Most cabin management systems in the larger business jets have touch screens showing multi-level menus. Some menus include modes in which a series of events occur with just one push of the finger. A "theater mode," for example, would automatically lower the window shades, dim the lights, and start the DVD or VCR player.
Some special requests can be quite uncommon. Barwick tells of a "prayer platform" that uses GPS coordinates so that the principal passenger can face Mecca and of toilets that can be flushed from the cockpit.
Water has become more prevalent on business aircraft, for sinks, toilets and showers. And water pressure and water volume, too, can be monitored by the cabin management system, though it also may be part of the galley control. "That largely would be a crew member’s responsibility," says Wall, of the on-board water situation, "not the passenger’s."

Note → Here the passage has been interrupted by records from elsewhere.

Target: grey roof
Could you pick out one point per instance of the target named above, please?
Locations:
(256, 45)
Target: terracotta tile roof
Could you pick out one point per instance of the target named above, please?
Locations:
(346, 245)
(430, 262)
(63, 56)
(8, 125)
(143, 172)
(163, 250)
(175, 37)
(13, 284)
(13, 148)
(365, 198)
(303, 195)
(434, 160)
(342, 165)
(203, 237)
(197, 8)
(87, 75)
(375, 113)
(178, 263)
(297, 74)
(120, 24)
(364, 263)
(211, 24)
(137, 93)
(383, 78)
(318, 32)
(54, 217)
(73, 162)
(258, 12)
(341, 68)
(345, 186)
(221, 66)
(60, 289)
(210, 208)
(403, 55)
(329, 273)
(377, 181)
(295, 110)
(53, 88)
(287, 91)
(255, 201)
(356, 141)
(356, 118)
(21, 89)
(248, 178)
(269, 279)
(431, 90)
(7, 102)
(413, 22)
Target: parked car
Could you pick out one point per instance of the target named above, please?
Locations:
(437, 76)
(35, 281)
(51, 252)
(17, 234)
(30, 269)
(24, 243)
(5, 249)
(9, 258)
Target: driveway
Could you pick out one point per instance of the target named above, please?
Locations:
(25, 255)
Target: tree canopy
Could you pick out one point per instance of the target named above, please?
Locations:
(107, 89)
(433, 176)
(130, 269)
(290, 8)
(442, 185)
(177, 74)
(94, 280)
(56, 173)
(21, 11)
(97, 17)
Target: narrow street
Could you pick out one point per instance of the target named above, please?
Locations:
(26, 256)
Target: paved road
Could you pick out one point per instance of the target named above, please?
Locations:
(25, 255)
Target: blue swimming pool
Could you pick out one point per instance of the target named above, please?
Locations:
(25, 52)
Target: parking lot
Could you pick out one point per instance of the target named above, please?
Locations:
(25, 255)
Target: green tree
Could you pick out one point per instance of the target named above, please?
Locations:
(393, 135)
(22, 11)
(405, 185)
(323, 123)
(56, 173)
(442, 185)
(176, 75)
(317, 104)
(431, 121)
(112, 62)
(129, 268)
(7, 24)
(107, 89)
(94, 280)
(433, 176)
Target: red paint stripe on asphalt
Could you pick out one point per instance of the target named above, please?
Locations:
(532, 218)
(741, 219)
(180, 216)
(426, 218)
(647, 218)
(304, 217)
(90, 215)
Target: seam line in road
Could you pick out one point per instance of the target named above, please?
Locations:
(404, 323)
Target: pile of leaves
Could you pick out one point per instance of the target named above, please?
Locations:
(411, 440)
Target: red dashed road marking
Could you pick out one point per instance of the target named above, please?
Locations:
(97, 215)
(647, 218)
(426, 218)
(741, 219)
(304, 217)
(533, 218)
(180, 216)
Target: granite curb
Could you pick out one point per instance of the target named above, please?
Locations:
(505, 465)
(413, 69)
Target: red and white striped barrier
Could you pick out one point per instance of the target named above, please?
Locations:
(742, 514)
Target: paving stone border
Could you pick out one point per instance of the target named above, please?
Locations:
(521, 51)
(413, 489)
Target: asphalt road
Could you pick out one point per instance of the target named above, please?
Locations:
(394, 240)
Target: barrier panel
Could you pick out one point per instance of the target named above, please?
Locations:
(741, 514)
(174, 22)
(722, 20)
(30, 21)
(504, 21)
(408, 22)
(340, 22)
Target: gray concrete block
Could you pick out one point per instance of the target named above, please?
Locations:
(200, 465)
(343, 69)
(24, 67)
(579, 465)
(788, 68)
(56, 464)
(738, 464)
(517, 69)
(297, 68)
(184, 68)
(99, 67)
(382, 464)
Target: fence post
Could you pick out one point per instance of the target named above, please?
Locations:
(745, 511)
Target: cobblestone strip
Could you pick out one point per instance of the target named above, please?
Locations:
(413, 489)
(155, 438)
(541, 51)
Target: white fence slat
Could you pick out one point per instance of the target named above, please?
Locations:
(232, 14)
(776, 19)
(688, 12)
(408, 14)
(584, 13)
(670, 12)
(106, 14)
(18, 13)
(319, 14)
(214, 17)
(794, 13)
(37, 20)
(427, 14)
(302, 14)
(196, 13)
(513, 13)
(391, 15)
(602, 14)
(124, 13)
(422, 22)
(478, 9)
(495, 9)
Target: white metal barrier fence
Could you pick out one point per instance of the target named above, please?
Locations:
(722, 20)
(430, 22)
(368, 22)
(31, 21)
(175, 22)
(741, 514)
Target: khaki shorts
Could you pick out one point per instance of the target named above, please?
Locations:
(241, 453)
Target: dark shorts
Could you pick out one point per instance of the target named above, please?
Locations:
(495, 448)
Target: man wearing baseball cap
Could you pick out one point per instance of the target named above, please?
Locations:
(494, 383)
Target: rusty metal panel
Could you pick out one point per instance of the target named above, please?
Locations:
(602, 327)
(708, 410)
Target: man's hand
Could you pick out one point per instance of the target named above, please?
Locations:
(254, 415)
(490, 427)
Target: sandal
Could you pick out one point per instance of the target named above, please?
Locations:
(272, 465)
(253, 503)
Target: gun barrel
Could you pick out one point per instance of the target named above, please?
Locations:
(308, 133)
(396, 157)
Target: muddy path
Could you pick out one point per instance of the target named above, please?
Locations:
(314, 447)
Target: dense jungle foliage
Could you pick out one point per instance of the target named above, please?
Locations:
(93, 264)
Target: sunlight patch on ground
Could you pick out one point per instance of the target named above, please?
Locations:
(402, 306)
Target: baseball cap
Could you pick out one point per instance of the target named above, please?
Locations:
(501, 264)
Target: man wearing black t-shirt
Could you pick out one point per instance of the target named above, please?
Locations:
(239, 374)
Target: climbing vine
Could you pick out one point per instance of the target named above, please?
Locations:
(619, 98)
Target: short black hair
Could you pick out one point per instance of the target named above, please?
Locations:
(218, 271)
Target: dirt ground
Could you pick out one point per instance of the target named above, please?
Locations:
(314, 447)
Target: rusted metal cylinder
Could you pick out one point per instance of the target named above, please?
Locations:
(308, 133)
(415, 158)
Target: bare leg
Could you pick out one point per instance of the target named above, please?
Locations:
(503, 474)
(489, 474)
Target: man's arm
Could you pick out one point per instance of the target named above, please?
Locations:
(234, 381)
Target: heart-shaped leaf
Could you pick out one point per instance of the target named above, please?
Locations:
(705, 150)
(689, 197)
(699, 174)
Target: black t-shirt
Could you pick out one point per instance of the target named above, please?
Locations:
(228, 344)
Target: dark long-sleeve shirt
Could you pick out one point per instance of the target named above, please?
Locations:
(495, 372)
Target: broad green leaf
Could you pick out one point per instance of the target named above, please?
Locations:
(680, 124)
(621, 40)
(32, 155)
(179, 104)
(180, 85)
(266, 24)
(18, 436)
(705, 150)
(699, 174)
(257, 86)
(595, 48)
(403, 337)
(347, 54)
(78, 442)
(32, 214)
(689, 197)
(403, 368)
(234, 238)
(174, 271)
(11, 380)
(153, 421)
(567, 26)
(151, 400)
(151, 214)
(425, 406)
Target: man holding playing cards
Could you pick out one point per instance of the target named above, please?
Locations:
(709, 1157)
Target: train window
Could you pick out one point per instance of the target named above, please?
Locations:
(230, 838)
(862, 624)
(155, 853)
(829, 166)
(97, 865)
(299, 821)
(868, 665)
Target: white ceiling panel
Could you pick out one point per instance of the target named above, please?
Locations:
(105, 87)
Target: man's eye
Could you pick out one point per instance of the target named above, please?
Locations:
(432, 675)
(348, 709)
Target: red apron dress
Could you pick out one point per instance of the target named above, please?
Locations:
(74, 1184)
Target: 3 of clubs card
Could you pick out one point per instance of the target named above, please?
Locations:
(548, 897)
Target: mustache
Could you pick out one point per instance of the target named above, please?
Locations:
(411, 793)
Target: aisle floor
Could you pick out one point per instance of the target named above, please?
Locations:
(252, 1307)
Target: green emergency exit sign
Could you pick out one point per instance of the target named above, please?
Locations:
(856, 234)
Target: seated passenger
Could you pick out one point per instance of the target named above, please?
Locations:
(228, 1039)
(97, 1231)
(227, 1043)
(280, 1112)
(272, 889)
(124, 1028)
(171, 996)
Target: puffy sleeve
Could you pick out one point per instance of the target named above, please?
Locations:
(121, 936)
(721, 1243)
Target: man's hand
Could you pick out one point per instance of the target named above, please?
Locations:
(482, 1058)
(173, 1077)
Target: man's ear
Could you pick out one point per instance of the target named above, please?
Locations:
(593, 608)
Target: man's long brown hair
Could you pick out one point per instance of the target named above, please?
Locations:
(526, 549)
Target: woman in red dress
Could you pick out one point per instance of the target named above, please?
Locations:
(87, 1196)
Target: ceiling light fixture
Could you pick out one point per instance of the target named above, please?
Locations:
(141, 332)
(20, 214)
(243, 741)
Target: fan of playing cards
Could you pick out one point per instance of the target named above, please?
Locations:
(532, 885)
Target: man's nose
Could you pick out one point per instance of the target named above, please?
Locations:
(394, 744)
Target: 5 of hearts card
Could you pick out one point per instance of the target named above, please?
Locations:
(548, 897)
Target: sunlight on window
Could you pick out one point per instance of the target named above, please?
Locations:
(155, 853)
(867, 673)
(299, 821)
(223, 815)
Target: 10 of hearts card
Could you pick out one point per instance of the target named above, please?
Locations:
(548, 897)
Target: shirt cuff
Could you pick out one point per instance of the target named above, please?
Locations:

Most cabin management systems use 115 volts, 400 cycle or 28 volt DC, says Wall, and they typically are powered by the aircraft bus. Therefore, the control of power for cabin systems remains in the cockpit. To ease pilot workload, many aircraft completion centers install a single switch to cut all power to the cabin, in case of an emergency. This precludes the need for crewmen to search for the right circuit breaker.
Some in the completion field suspect the U.S. Federal Aviation Administration is considering additional regulation that will require for Part 25 aircraft (12,500 pounds and heavier) the quick and easy management in the cockpit of cabin system power, should an emergency occur.